More generally respondents from across Europe agreed that the legal market on the continent is a “much more competitive environment” than has been seen in previous years. In particular, clients are “getting more aware of price and really trying to drive rates down”. Practitioners told us that, as a result, there has been a tendency in the EU legal market “towards more specialisation”, with “medium-sized firms disappearing or getting smaller”, and small, boutique firms that “specialise and can offer cheaper, but still very high quality services to clients, having a good period.”
A further significant event that “will undoubtedly affect the construction market” has been the election of Donald Trump as US president. Some lawyers thought that Trump will “probably be a good thing in the end”, as he is “promising significant amounts of money for infrastructure”, which will therefore offer a boost to the US construction industry. In such a scenario, this would likely benefit legal markets beyond the US as well. However, “Trump is unpredictable and businesses hate uncertainty”. There is concern that construction companies “will go and invest in places where they feel safe instead”. US firms with strong offerings in multiple jurisdictions may therefore stand to reap the most benefits.
The increased pressure on legal fees mentioned above is “in part caused by the recent fall in oil and commodities prices”, meaning that construction clients “have far less money to spend on legal fees.” Yet contradictorily, this lack of available finances to clients has also been beneficial for the legal market, particularly for firms that have well-developed international construction litigation departments. While there has been “some scaling back or suspension of projects” undertaken by clients, this has also led to an uptick in construction disputes. More and more businesses “are pulling out of certain projects and then choosing either litigation or alternative dispute resolution as a means of trying to maximise their profits or recover their losses”. As a result, construction dispute practices “have been incredibly buoyant across the globe over the past year”, with several firms actively recruiting in this area in order to take advantage of the increased demand for such legal services.

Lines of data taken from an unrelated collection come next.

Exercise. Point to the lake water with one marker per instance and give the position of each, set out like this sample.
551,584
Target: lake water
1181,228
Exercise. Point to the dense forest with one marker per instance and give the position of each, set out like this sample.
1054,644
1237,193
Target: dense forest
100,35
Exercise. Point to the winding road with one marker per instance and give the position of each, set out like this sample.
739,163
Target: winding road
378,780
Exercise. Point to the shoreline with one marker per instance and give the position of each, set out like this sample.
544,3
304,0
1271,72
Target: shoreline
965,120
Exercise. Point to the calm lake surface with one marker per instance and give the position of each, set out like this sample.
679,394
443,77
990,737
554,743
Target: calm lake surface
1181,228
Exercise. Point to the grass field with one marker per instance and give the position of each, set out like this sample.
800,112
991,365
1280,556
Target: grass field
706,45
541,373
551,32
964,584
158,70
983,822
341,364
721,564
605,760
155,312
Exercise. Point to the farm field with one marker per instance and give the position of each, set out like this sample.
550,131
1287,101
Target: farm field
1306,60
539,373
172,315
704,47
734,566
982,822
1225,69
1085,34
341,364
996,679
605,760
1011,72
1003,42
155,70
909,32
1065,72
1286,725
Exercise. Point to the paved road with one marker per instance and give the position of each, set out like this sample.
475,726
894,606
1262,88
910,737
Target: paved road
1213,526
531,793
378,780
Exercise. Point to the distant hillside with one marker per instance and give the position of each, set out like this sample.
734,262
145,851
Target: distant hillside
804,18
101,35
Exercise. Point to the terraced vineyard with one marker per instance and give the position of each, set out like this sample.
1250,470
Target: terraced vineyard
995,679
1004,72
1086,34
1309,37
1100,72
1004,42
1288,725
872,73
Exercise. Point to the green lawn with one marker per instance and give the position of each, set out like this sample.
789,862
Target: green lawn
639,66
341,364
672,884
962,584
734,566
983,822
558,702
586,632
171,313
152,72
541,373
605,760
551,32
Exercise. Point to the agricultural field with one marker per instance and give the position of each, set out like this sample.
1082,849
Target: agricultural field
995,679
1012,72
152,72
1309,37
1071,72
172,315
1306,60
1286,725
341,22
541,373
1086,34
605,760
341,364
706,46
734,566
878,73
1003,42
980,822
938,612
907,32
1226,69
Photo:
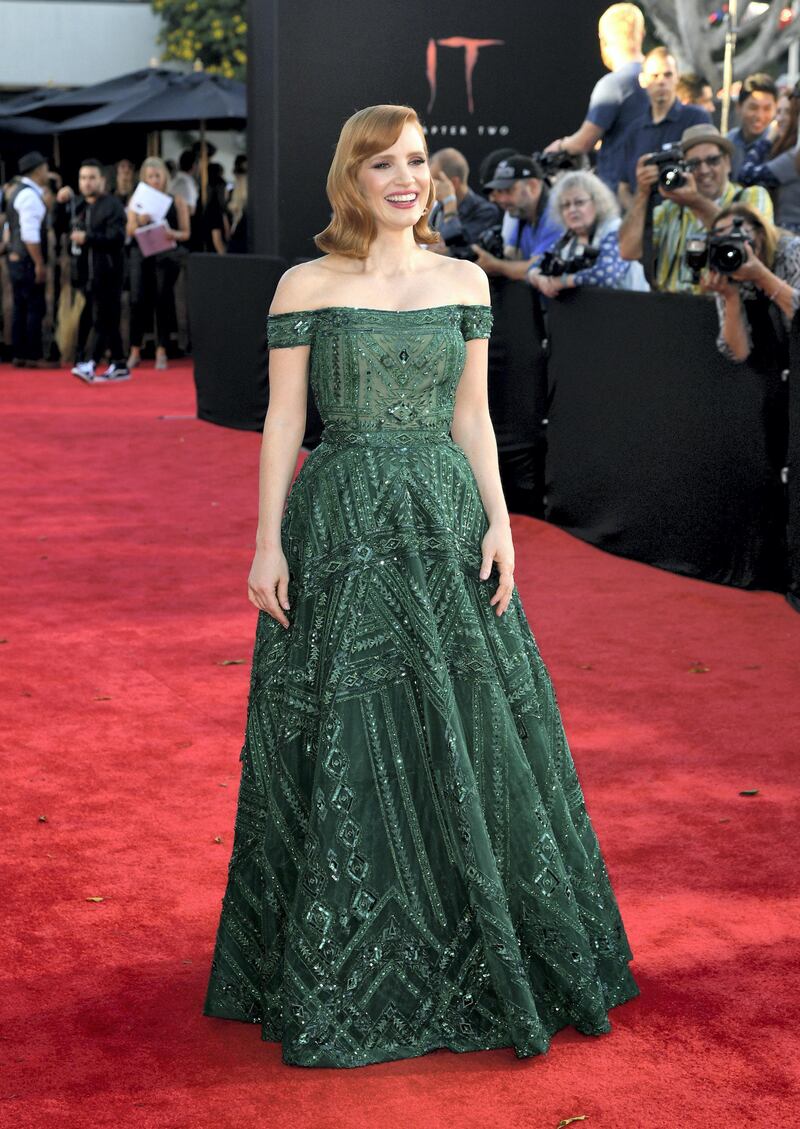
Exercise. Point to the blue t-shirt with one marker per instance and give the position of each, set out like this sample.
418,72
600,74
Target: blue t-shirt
741,149
541,236
616,102
645,136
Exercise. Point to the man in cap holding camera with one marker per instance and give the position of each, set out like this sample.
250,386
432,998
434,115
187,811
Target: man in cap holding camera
617,98
519,187
687,211
664,124
27,221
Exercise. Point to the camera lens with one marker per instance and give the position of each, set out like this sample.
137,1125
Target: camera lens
673,178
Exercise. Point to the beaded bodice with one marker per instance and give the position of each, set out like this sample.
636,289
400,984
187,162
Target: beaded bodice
380,373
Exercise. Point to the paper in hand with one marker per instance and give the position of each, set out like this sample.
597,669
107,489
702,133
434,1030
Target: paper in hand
149,201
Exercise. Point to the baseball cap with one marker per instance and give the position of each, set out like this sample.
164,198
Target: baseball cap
518,167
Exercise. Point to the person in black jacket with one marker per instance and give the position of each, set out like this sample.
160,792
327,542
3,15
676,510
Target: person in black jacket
96,224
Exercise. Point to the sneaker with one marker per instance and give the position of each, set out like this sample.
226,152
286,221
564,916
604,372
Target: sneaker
115,373
85,370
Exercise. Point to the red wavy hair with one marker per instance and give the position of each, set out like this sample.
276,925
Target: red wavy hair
366,133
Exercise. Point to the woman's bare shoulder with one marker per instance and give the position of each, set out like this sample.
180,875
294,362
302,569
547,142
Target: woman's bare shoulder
300,287
464,278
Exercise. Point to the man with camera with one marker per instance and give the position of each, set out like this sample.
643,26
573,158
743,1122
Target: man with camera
27,248
519,187
459,215
664,124
617,99
97,238
694,185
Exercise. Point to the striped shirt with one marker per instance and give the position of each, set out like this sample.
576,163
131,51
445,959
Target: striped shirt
674,225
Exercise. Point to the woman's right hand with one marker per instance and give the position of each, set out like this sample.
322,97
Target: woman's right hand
717,282
267,585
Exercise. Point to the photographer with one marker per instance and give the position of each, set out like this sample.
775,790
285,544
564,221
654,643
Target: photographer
459,215
617,98
665,121
688,209
757,302
96,225
591,215
774,164
518,186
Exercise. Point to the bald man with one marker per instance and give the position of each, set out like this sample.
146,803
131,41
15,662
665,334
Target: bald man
459,215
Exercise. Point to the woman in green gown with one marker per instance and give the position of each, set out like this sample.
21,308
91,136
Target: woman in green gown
413,866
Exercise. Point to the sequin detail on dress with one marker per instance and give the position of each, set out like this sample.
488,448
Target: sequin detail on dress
413,865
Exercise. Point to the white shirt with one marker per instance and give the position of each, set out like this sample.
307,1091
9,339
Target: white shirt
32,209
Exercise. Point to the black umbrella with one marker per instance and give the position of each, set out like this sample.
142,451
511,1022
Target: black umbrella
184,102
61,104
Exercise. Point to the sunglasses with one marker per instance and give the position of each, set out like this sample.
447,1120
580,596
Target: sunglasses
709,162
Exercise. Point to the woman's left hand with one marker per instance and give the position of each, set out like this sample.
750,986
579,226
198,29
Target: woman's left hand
752,269
498,547
550,287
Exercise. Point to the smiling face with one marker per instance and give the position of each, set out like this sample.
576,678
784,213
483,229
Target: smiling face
784,111
395,183
578,211
156,177
710,167
660,79
520,199
90,182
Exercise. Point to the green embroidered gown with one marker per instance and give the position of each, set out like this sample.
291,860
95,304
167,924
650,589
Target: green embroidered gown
413,866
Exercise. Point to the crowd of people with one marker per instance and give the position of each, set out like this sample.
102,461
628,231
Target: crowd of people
82,244
647,193
667,203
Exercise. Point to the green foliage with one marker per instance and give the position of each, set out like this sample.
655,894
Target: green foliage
212,31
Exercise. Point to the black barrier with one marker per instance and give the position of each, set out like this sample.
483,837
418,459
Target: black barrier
658,448
228,300
793,473
518,393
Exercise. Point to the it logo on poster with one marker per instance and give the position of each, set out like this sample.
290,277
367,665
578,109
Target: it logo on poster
472,49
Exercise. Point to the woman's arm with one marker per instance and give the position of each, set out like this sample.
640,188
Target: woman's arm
282,436
733,339
472,429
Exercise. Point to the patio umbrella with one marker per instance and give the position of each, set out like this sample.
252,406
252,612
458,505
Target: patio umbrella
184,102
61,104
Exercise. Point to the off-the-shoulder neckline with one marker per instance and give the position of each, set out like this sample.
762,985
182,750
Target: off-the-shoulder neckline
377,309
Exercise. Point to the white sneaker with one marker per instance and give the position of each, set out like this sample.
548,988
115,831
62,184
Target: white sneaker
115,373
85,370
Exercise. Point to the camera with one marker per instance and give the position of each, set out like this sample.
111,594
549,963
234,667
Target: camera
671,168
556,162
491,241
553,265
726,252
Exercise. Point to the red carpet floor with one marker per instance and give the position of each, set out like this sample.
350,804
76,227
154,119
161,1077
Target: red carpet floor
126,639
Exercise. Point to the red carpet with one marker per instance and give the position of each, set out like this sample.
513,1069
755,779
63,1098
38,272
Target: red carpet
128,534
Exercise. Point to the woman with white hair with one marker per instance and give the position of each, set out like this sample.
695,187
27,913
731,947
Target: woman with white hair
590,215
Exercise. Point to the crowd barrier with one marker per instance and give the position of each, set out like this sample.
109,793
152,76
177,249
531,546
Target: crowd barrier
618,421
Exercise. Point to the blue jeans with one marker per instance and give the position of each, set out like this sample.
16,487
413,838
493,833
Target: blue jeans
28,309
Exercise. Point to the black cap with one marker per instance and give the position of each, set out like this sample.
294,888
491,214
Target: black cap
515,168
32,160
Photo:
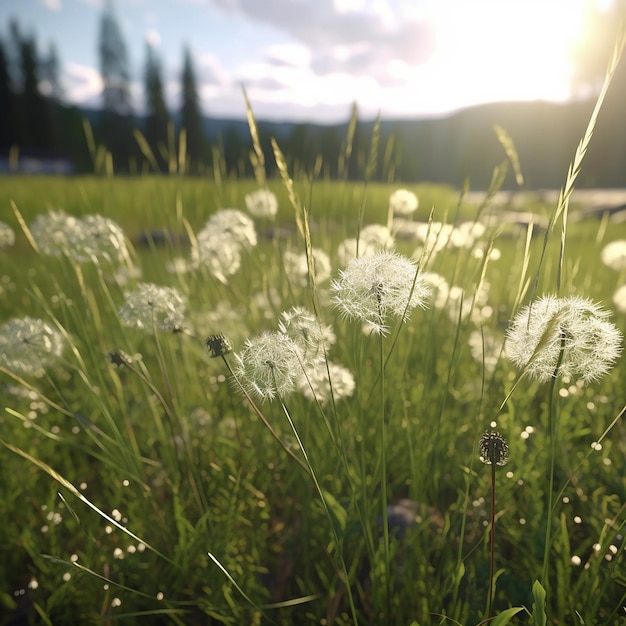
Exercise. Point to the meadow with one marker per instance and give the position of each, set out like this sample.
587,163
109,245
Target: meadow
321,403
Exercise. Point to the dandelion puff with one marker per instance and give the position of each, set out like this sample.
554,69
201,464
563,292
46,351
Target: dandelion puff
29,345
303,327
262,203
590,343
613,255
269,365
150,305
316,384
233,224
493,449
373,288
403,202
7,236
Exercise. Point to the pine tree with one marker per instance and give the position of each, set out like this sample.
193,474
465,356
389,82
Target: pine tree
116,121
8,124
158,118
190,115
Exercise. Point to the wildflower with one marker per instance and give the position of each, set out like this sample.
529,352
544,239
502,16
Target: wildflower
373,287
403,202
52,232
613,255
28,345
297,268
316,384
218,345
580,328
7,236
90,238
262,203
149,306
494,450
313,337
220,255
231,224
269,365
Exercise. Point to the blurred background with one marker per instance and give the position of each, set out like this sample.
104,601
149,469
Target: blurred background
75,74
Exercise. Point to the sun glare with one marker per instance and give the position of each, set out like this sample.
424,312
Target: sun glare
508,50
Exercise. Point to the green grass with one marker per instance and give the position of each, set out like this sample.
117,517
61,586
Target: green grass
158,492
194,472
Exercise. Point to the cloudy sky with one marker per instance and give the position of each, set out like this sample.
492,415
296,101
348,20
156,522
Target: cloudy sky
310,59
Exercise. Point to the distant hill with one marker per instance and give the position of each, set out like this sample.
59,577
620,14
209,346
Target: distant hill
463,145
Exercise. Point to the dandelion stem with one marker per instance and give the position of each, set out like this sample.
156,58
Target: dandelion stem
492,540
553,430
383,478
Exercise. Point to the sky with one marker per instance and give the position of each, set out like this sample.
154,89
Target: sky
310,60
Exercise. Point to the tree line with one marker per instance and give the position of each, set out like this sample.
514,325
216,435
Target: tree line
35,119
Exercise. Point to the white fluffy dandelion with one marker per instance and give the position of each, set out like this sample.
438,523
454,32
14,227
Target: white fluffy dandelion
262,203
232,224
590,343
403,202
149,306
373,288
269,365
613,255
28,345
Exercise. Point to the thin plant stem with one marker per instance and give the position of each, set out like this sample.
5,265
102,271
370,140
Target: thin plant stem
552,434
320,492
492,539
383,478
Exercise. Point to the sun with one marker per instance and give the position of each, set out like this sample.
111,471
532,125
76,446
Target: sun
510,50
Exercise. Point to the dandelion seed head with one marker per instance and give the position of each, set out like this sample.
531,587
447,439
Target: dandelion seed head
262,203
233,224
403,202
373,288
269,365
493,449
591,344
149,306
29,345
218,345
613,255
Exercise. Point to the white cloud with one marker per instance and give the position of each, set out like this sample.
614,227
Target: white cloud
82,83
52,5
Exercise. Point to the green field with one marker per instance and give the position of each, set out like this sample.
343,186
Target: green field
142,482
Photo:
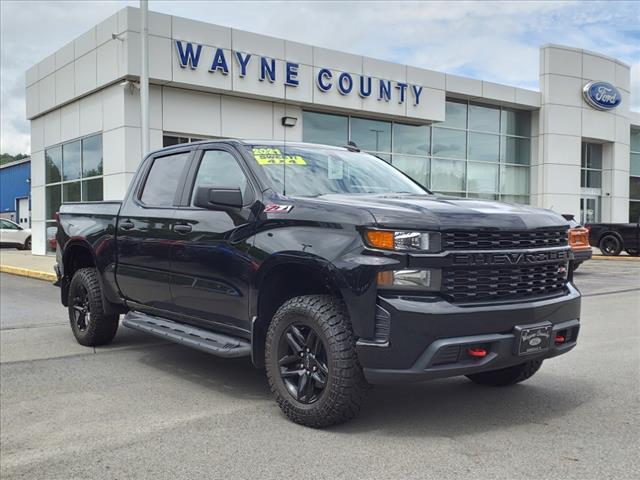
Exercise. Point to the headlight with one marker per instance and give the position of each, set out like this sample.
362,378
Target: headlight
404,241
419,279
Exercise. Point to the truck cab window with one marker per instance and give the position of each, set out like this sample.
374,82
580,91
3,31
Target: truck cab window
219,169
163,180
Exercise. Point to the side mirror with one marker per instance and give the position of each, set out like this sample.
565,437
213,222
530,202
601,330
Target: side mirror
218,198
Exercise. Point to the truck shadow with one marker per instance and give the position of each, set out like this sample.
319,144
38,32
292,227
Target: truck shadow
448,407
456,406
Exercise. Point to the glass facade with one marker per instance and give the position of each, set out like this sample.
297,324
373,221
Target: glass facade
634,177
479,151
168,140
73,173
591,172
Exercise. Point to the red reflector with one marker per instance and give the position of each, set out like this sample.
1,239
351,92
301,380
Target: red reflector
477,352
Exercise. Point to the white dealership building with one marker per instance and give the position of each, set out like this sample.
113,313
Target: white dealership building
573,146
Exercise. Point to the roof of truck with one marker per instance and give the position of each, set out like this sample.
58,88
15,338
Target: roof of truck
247,142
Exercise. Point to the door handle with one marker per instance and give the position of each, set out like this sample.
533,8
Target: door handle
127,225
182,228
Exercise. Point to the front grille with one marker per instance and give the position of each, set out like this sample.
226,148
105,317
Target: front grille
508,283
504,239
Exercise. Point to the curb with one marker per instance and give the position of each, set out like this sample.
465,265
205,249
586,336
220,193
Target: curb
25,272
625,258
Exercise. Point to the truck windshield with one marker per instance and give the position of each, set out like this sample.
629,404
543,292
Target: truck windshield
315,171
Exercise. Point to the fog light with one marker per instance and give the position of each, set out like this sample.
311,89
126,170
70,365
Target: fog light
477,352
416,279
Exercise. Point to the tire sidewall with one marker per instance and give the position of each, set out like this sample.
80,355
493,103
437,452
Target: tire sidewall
618,245
281,321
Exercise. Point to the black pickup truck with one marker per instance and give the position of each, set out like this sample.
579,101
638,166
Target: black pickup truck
613,238
327,266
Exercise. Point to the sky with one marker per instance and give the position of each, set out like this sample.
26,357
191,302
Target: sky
494,41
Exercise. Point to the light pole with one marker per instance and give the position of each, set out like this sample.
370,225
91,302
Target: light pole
144,76
377,132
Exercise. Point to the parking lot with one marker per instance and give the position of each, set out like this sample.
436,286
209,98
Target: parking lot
142,408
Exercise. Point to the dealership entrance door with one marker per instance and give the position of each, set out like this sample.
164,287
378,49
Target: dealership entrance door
589,209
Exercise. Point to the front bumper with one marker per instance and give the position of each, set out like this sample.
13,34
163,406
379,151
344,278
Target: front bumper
428,337
580,256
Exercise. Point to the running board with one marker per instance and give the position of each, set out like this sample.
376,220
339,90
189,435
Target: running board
210,342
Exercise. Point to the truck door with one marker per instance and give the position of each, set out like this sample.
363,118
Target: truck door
211,265
144,231
630,236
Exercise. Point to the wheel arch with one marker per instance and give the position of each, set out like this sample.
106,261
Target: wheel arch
281,279
613,233
77,254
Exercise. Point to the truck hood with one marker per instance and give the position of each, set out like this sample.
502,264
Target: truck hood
447,213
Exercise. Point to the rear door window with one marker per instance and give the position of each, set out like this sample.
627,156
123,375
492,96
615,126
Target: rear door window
163,180
220,169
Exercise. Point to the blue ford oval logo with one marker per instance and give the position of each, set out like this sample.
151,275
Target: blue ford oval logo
602,95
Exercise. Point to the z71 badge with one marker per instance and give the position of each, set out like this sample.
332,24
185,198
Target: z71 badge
273,208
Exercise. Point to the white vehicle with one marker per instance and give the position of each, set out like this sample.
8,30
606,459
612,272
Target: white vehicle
13,235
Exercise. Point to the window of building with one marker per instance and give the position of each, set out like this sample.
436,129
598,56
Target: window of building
170,140
634,178
161,184
484,118
325,129
371,135
73,173
591,172
443,157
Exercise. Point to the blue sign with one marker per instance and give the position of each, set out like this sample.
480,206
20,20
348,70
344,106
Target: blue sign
189,56
602,95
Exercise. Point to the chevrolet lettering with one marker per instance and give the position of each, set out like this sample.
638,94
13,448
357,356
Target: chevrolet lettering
510,258
326,266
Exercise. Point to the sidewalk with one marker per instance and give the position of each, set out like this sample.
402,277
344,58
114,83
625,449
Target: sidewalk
23,263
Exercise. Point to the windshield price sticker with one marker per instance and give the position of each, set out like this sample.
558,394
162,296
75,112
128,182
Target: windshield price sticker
273,156
274,208
335,169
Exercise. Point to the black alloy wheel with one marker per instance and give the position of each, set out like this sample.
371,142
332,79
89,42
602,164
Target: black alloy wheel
81,309
302,359
610,245
311,361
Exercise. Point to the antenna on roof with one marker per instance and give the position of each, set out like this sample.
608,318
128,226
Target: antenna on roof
351,146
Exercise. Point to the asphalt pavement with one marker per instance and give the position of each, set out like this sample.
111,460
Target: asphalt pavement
142,408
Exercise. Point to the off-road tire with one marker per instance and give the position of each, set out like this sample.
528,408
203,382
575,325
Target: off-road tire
610,245
345,385
101,328
507,376
26,245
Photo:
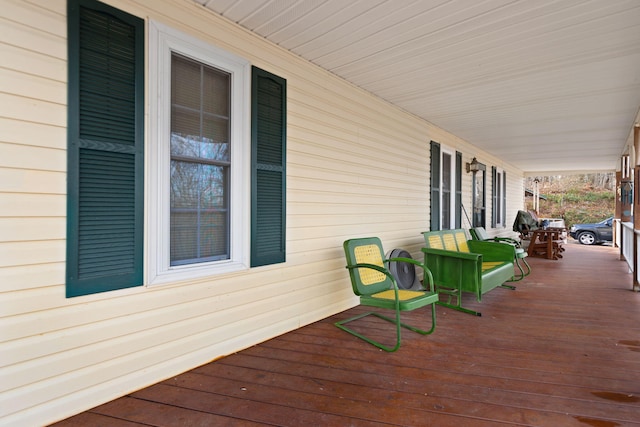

In particular, there has been a significant upsurge in the amount of construction arbitration, as “tougher economic conditions drive businesses to make hard decisions” and be “more willing to settle matters” without the cost of litigation. For UK firms, this may help to further counter any negative effects of Brexit on the UK’s legal market, as London remains an important arbitration centre for construction disputes, owing to English law’s prevalence in international contracts across Europe, the Middle East and Africa. Thus, alternative dispute resolution will be a potentially lucrative area for firms looking to expand the range of their practices in light of Brexit.
The construction legal market was the subject of contradictions in 2016. While it “is getting tougher for clients”, this is beneficial for lawyers “as the hard times produce lots of legal work”. Yet such an environment also produces “a lot more competition among law firms”. Practitioners told us that the most important thing for firms is that they “have very experienced lawyers advising clients”, as “clients aren’t willing at the moment to pay for the time spent training up less experienced lawyers as part of the advice they receive”. With the pressures on firm fees, existing sector knowledge and understanding appear to be the probable keys for firms trying to stay ahead in the market.